Gian Carlo Caselli il . Eversione, Giustizia, Memoria, Piemonte, Terrorismo

L’ex capo colonna delle Br di Torino il primo aprile dell’80 nella caserma dei carabinieri di Cambiano decise di collaborare confessando, al sottoscritto e ai colleghi Griffey e Bernardi, tutto quello che sapeva.

Ammettiamolo. Molte volte abbiamo pensato che non ce l’avremmo fatta. Da troppi anni ormai la violenza terroristica delle Brigate rosse (Br) e di Prima linea (Pl) imperversava. In particolar modo a Torino, con la grande Fiat e le tante fabbriche dell’indotto che ne facevano per antonomasia una città operaia. E comunista. Nella quale i terroristi credevano di scorgere il loro palazzo d’inverno, da espugnare a colpi di gambizzazioni e omicidi.

Mentre qualcuno (anche magistrato; anche docente; anche prete…) trovava il modo di parlare di «compagni che sbagliano», oppure si creava un alibi con l’irresponsabile «né con lo stato né con le Br» («sai, lo ha detto anche Sciascia», che poi manco era vero). Qualcuno arrivava addirittura a legittimare la violenza, inventandosi una «guerra civile a bassa intensità» che non c’è mai stata. Come non c’è mai stato un «Orfeo collettivo il più imprigionato per motivi politici di tutta la storia d’Italia» . E neppure una «Euridice che usciva alla luce dentro qualche vittoria presa di forza all’aria aperta e pubblica».

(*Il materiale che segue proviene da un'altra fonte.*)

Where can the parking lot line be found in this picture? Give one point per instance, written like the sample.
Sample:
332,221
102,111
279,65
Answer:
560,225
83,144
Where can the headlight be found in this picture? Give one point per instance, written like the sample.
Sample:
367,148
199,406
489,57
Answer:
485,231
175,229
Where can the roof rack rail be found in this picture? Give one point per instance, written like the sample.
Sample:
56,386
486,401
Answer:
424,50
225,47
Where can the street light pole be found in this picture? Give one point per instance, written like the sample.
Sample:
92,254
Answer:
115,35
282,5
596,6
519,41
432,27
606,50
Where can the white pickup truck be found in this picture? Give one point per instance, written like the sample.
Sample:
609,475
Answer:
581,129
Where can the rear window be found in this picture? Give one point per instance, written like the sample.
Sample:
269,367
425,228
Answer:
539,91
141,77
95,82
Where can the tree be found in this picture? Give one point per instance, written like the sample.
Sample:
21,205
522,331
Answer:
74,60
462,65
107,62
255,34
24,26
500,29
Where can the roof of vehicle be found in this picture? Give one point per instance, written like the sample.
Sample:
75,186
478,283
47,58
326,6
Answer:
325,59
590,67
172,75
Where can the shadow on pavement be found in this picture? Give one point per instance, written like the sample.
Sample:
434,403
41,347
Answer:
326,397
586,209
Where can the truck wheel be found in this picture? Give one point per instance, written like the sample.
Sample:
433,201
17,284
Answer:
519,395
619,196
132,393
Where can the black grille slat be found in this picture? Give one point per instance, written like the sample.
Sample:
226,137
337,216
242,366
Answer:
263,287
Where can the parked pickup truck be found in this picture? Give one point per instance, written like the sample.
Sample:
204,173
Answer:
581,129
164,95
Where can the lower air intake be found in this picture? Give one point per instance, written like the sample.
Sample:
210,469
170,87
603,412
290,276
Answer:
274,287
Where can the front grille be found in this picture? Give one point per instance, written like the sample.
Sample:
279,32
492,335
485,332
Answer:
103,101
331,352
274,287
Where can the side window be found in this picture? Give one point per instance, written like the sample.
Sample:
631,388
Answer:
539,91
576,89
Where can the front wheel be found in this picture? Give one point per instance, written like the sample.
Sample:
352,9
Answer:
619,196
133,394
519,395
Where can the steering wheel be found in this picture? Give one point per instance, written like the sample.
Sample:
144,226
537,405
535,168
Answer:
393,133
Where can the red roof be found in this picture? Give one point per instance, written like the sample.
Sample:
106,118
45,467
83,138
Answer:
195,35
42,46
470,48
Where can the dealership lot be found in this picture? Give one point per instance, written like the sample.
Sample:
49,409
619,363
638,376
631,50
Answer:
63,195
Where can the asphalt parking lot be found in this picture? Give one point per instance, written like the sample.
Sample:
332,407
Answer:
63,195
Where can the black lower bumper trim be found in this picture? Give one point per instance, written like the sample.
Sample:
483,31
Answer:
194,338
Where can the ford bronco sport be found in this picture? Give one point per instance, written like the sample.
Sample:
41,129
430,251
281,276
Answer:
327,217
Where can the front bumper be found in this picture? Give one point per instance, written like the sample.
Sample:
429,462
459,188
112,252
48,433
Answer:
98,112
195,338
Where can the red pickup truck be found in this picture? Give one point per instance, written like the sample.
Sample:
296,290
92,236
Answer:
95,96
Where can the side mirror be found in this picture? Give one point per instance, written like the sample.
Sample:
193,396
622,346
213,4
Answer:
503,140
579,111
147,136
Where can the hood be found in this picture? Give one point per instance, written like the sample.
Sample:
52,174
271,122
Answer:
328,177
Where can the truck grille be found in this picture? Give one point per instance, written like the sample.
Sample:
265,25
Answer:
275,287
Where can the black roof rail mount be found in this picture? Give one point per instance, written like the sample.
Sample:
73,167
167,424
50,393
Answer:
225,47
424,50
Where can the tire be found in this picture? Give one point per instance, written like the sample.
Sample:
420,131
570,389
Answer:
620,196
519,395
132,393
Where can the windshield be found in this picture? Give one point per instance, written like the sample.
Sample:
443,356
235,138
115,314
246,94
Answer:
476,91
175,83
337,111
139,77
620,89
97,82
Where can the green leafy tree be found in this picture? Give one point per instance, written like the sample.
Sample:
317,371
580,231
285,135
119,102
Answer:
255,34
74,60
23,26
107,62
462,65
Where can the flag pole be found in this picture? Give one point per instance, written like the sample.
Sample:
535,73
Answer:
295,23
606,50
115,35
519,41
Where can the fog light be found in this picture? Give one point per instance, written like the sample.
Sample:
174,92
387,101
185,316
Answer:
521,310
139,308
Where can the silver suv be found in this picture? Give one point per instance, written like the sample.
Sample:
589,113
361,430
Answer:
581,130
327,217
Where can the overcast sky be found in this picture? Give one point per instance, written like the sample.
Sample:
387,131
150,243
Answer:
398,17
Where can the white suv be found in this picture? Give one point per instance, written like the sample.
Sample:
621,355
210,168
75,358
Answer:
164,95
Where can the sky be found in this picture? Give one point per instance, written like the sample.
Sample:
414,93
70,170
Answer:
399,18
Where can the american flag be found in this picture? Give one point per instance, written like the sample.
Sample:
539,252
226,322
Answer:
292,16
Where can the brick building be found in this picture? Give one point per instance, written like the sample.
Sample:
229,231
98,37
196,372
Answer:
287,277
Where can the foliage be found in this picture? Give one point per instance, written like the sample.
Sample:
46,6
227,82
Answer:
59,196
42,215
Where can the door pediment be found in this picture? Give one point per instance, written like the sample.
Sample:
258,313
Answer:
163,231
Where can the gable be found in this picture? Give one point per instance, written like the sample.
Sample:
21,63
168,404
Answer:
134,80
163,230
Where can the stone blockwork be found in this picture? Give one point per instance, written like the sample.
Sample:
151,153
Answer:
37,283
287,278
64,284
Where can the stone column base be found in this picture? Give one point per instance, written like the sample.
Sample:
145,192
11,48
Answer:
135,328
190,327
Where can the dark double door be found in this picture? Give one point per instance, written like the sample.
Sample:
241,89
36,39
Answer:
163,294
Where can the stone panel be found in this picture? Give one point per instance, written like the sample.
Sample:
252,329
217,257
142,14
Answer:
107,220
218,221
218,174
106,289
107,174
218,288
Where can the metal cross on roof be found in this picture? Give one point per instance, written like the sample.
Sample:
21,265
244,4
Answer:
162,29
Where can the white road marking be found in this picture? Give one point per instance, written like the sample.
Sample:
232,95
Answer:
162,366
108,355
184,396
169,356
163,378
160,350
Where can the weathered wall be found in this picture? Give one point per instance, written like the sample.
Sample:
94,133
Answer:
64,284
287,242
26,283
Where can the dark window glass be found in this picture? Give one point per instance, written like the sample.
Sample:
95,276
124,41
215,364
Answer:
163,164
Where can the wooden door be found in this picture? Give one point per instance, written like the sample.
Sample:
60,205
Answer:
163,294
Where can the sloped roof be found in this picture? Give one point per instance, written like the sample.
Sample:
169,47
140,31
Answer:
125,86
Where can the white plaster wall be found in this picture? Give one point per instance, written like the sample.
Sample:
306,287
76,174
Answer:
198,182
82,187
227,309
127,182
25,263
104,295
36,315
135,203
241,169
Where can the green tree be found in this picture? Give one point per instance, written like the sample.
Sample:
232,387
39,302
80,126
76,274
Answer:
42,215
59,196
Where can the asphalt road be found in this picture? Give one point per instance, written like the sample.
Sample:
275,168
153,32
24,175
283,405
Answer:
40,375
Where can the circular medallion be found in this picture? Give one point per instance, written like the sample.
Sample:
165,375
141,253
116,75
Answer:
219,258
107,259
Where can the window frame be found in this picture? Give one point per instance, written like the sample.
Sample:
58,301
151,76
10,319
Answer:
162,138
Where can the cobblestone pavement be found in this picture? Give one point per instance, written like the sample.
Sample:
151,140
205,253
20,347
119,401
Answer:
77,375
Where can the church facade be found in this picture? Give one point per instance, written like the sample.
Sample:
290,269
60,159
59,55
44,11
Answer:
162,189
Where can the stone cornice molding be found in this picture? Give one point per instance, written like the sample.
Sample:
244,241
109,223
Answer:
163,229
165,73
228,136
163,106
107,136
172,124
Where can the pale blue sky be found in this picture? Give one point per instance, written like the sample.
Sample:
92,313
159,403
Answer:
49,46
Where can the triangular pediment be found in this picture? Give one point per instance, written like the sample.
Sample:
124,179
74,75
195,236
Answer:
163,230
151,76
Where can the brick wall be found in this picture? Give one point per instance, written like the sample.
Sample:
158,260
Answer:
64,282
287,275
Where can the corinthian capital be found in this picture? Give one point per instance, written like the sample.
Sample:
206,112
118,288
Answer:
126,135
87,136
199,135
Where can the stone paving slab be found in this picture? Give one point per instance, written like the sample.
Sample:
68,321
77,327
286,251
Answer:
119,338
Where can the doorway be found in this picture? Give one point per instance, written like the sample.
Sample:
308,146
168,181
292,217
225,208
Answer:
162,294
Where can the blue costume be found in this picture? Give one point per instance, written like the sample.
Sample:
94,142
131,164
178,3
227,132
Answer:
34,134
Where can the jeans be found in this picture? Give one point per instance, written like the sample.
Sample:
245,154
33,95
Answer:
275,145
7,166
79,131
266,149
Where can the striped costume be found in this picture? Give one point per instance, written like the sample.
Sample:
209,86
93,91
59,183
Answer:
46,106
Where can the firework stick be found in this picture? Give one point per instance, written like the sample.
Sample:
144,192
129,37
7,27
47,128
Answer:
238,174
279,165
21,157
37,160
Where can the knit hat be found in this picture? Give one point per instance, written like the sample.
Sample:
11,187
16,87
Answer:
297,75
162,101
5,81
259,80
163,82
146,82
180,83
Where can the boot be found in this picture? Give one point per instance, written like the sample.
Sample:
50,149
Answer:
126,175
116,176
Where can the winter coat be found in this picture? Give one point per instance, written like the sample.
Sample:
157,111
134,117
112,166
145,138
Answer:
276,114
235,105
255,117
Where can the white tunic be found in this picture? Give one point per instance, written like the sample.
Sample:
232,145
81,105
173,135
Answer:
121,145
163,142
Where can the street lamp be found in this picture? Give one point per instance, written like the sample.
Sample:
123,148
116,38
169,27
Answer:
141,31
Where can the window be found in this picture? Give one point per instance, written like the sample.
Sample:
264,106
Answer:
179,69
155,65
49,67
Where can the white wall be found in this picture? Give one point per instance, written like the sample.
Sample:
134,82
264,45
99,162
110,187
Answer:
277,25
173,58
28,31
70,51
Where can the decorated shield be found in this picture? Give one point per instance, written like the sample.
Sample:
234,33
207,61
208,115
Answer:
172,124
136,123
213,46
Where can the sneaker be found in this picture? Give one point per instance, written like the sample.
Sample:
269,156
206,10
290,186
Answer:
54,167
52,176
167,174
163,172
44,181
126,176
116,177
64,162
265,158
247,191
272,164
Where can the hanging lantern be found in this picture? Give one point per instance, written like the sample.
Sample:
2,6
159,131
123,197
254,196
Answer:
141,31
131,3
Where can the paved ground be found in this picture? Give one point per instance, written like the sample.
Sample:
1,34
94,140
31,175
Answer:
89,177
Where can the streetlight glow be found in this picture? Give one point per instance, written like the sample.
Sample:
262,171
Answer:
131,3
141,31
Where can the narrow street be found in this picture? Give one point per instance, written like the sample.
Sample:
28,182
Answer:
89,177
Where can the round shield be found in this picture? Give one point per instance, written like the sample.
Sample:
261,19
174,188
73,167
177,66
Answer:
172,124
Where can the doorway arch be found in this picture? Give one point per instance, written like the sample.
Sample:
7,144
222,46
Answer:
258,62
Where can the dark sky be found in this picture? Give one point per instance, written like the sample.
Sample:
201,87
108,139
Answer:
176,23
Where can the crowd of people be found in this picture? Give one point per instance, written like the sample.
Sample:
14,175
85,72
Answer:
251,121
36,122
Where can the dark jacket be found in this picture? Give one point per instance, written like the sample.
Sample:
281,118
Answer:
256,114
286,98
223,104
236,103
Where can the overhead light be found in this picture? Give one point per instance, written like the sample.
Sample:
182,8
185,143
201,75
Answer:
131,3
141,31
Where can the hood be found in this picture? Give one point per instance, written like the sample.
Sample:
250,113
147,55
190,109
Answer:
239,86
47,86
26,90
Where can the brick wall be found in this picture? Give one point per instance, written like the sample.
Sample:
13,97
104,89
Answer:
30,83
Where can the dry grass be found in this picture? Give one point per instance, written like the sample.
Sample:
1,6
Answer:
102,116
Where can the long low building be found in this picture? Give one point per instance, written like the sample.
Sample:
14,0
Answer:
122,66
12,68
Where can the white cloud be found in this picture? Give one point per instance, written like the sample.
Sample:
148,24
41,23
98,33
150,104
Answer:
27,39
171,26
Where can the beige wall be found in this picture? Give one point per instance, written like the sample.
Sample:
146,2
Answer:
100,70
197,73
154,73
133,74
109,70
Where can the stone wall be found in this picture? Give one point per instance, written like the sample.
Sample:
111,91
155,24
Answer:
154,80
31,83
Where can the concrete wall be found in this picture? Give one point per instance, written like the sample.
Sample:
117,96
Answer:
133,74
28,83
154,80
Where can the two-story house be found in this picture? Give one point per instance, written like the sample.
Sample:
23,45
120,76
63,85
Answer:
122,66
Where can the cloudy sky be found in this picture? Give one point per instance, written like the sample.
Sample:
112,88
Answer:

Ci sono stati soltanto assassini con il coraggio della viltà. Ma poi a poco a poco tutto cambia. Le BR subiscono una serie di rovesci politici che le isolano e le mettono in crisi. L’esito della tragica vicenda Moro è anche il segno di una sconfitta politica . Il massimo della potenza militare coincide con l’assoluta incapacità di fare presa sullo stato e sul movimento politico extraparlamentare. Il processo di Torino ai capi storici delle Br, che secondo l’assunto brigatista sarebbe dovuto fallire perché «la lotta armata non si processa» , si conclude invece nel rispetto di tutte le regole con giuste condanne.

I brigatisti ne escono anche in questo caso politicamente sconfitti e isolati. Pure  la vasta partecipazione popolare alle assemblee di Torino contro il terrorismo mette in crisi Br e Pl, che constatano di essere semmai l’avanguardia di se stesse e di nessun altro.

E la crisi sfocia nel pentimento di Patrizio Peci capo colonna delle Br di Torino, che proprio 45 anni fa, il 1° aprile 1980, nella caserma dei Carabinieri di Cambiano decise di collaborare confessando, al sottoscritto e ai colleghi Mario Griffey e Alberto Bernardi, tutto quel che occorreva sapere per disarticolare le Br, offrendo anche spunti investigativi per intervenire sul versane Pl accelerandone la fine.